The first thing to notice in the Cell code is the presence of the UserId and GroupId type definitions. In a relational database every entity in the application's domain is usually identified by an integer or sometimes a string while in OOP every entity type is usually mapped to a class that contains all the entity's attributes. In Cell, on the other hand, the recommended approach is to define a custom type like UserId whose sole purpose is to identify an entity of a specific type, but to store all its attributes using relations. Doing so provides a modicum of type safety, makes the code more readable, and most importantly allows us to define functions and methods that are polymorphic on the entity type, just like in OOP, while at the same taking advantage of the benefits provided by relations (more on that later). That's made possible by the fact that in Cell, unlike in SQL, the attributes/columns of a relation can be of any user-defined type.

The UserId and GroupId type definitions may look a bit strange to you if you're not familiar with functional programming: everything is explained in detail in the chapters on data and types, but for now just think of them as records/structs/classes with a single anonymous and public field of type Int.

Entities, attributes and methods

The first line in the body of OnlineForum is the declaration of the member variable next_id, which is just a counter that is read and incremented every time we need to create a new user or chat group id.

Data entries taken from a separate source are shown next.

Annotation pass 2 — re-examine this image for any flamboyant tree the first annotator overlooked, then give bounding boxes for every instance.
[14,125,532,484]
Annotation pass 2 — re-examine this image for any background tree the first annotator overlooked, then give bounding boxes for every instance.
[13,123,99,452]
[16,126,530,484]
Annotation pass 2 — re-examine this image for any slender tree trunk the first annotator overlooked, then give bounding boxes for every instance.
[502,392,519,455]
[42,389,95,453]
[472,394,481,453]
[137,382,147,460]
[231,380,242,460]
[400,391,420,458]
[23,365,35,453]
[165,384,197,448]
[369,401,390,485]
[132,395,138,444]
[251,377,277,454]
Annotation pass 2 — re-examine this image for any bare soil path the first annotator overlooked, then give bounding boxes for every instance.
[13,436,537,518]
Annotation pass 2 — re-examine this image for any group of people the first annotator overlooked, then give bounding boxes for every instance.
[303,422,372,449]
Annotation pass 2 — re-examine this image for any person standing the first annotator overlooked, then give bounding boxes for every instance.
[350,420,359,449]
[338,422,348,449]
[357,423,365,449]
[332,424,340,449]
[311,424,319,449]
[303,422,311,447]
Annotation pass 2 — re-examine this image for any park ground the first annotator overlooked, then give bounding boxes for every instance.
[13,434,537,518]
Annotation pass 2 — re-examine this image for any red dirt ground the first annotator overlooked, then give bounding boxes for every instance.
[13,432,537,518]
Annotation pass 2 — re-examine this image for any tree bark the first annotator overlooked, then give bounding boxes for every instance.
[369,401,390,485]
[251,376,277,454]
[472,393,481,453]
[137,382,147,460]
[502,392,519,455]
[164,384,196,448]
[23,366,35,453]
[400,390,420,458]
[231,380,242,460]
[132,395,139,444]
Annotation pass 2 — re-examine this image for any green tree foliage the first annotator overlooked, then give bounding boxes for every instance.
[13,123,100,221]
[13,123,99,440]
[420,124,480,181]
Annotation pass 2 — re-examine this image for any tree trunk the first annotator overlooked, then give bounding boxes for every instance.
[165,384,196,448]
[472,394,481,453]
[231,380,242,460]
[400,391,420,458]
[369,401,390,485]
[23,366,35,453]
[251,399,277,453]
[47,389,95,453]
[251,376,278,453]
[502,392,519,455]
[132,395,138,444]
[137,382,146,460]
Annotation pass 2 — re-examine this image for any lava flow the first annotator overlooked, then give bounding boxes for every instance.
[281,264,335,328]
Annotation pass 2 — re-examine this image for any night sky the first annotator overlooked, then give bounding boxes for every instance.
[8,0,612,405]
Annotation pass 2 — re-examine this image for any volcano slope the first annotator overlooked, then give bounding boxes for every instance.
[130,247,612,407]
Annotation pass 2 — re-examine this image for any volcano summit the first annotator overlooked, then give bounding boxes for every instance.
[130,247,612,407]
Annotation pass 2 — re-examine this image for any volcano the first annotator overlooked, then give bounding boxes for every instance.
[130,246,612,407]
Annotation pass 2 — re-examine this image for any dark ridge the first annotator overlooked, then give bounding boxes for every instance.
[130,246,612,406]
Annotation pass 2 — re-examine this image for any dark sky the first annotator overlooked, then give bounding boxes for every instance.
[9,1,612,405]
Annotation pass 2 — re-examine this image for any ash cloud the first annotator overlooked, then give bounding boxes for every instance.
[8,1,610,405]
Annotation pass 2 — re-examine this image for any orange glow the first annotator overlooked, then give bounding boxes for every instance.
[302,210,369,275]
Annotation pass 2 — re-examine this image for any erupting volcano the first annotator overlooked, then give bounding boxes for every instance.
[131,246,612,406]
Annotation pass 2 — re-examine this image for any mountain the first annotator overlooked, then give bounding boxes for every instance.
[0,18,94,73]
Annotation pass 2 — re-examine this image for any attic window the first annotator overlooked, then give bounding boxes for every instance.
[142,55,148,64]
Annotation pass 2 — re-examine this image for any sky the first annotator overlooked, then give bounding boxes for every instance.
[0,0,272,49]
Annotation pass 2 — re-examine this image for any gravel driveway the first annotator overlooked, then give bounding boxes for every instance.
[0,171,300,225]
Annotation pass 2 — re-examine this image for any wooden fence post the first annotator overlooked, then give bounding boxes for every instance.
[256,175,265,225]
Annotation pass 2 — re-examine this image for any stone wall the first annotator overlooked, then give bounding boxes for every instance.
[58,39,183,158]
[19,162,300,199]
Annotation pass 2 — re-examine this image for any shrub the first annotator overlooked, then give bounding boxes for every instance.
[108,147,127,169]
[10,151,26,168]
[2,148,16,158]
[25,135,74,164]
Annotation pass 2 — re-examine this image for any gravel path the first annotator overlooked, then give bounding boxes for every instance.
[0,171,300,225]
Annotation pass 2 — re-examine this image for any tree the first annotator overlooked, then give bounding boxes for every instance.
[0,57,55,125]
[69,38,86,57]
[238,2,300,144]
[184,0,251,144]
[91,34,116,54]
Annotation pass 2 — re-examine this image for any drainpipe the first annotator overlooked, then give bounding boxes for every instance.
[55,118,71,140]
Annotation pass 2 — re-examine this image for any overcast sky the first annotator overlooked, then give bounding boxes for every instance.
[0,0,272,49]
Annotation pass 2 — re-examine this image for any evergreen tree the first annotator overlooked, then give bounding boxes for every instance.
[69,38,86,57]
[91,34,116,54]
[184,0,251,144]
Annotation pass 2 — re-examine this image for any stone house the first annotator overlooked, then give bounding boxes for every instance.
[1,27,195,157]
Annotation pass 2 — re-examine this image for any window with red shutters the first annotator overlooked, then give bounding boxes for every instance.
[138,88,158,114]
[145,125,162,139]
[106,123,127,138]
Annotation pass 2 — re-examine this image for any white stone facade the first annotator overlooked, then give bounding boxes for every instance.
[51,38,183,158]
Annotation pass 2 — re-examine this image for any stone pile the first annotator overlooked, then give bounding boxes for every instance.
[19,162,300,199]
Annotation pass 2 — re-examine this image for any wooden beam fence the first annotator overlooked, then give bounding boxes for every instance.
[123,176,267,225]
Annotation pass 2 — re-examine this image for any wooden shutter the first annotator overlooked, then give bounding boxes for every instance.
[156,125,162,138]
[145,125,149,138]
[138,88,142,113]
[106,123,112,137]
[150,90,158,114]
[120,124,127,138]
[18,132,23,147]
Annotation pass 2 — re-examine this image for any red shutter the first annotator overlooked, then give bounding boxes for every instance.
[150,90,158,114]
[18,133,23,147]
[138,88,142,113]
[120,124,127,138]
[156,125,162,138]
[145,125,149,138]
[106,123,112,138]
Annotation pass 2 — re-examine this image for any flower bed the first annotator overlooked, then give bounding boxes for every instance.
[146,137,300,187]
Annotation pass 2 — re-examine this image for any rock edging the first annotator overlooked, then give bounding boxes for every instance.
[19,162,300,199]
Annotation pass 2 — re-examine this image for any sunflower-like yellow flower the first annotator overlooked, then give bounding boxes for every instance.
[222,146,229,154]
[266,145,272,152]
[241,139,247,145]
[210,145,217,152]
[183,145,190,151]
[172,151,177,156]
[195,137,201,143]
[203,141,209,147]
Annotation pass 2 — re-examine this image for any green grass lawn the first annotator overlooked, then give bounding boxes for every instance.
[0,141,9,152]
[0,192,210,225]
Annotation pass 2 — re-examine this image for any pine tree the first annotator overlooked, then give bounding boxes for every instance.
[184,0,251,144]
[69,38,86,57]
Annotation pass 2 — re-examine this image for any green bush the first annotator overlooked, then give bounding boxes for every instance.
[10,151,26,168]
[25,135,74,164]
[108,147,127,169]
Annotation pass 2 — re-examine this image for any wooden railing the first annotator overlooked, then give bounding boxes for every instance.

Nothing new there. The lines that follow are more interesting: they declare the data structures that hold basic information about users:

user(UserId)
  username       : String [unique],
  signup_date    : Date,
  first_name     : String,
  last_name      : String,
  date_of_birth? : Date;

The above declaration makes use of a lot of syntactic sugar. Without it, it would look like this:

  user(UserId);

  username(UserId, String) [key: 0, key: 1];

  signup_date(UserId, Date)  [key: 0];
  first_name(UserId, String) [key: 0];
  last_name(UserId, String)  [key: 0];

  date_of_birth(UserId, Date) [key: 0];

Let's examine the "unsweetened" version first. In the SQL version of the schema, we have a single table that stores all the attributes of a user. In Cell, every attribute is stored in a separate relation. The first relation, user, is a unary relation, that is, a set. It simply contains the identifiers of all registered users. The other five relations, username, signup_date, first_name, last_name and date_of_birth, are binary relations, each of which stores a single attribute of the user entity. That is, while in SQL all the information about a user is stored in a single record of the USERS table as shown here:

the same data in Cell is split among six different relations:

Note that while in SQL each column/argument of a relation is named, in Cell arguments are only identified by their position.

The reasons for splitting into atomic pieces the information that in an SQL database would be contained in a single record/row will be discussed elsewhere, but one minor benefit is that it makes accessing the attributes of a given entity syntactically more convenient. As an example, this is how you can define a method that generates the complete name of a user by concatenating their first and last name:

using OnlineForum {
  String full_name(UserId u) = first_name(u) & " " & last_name(u);
}

The syntax first_name(u) looks exactly like a function or method call, and is not that different from the u.first_name() or u.first_name syntax used in conventional languages, and certainly terser than the SELECT FIRST_NAME FROM USERS WHERE ID = AN_ID used in SQL.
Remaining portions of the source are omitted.